Feeling affects may be presented as particular type of ideas or affections. Vide definition of affect in 
part 3 of Ethics. But it is not confined to the image or idea; it is of another nature, purely transitive, 
and not indicative or representative, since it is experienced in a lived duration between two states. 
 
Vide h ​ ttp://deleuzelectures.blogspot.com/2007/02/on-spinoza.html 
 
“​we call affect any mode of thought which doesn't represent anything. So what does that mean? Take
at random what anybody would call affect or feeling, a hope for example, a pain, a love, this is not
representational. There is an idea of the loved thing, to be sure, there is an idea of something hoped
for, but hope as such or love as such represents nothing, strictly nothing.

1
​IP29 By Natura Naturata I understand … all the modes of God’s attributes insofar as they are considered as things 
which are in God, and can neither be nor conceived without God. 
“That the affect presupposes the idea above all does not mean that it is reduced to the idea or to a
combination of ideas. We must proceed from the following point, that idea and affect are two kinds of
modes of thought which differ in nature, which are irreducible to one another but simply taken up in a
relation such that affect presupposes an idea, however confused it may be.

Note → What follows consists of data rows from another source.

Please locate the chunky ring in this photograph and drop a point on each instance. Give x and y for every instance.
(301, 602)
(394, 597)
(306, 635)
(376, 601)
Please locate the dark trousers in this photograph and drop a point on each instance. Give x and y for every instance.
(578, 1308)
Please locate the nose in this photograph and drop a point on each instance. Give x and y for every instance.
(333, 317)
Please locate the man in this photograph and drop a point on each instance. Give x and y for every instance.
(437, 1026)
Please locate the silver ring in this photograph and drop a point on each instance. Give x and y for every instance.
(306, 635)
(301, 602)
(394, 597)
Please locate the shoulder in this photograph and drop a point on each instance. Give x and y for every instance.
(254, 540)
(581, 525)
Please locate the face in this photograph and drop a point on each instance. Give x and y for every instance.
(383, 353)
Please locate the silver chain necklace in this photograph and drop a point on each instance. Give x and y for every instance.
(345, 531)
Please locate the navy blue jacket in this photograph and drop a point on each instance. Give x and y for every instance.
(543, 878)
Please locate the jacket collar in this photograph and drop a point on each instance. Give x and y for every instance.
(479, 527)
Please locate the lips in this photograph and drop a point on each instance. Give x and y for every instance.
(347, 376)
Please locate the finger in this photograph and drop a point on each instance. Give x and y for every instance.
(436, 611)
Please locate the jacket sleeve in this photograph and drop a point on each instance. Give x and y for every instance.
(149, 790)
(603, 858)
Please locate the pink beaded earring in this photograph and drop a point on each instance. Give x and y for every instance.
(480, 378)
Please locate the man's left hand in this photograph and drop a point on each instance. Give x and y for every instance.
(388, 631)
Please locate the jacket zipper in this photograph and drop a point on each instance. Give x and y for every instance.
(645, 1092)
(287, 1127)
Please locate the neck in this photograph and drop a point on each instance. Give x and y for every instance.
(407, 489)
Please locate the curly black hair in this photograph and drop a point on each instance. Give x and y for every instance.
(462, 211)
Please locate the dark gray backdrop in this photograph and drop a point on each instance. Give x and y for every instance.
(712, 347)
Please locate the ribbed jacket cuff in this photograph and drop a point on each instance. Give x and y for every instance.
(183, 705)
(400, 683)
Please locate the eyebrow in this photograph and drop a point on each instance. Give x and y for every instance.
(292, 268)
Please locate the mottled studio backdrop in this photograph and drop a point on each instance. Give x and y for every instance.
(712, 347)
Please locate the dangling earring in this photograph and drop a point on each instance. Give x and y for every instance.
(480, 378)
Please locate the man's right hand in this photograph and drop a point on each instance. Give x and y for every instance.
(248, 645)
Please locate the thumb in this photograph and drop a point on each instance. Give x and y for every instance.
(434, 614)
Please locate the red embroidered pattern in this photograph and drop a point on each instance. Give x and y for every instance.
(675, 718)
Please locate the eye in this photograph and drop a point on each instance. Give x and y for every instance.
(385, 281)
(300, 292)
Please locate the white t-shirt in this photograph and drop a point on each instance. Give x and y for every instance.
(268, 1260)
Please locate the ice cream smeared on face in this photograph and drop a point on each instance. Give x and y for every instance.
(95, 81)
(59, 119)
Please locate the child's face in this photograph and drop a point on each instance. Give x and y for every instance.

“When I say on the other hand that the idea is that which has in itself an intrinsic reality, and the
affect is the continuous variation or passage from one degree of reality to another or from one degree
of perfection to another, we are no longer in the domain of so-called nominal definitions, here we
already acquire a real definition, that is a definition which, at the same time as it defines the thing,
also shows the very possibility of this thing. What is important is that you see how, according to
Spinoza, we are fabricated as such spiritual automata. 

Affect is not a comparison of ideas. The passage to a greater perfection is called joy and the passage 
to a lesser perfection or the diminution of the power of action is called sadness. Insofar as we are 
affected, our affects are passions.  

Vide Spinoza and the Three Ethics

There are three kinds of vectorial signs of affects: augmentative, diminutive and fluctuating… Signs do
not have objects as their direct referents. Signs refer to signs. Signs are effects: the effect of one body
over another (affection), the effect of an affection on duration (affect).

Spinoza’s definition of duration in part 2 of Ethics “Duration is an indefinite continuation of existing.”

An idea of affectio always gives rise to affects. But if the idea is adequate instead of being a 
confused image, i.e. if it directly expresses the essence of the affecting body, then the affects that 
arise from it are actions. They no longer imply transitions and passages, but express themselves and 
one another in an eternal mode, together with the adequate ideas from which they issue.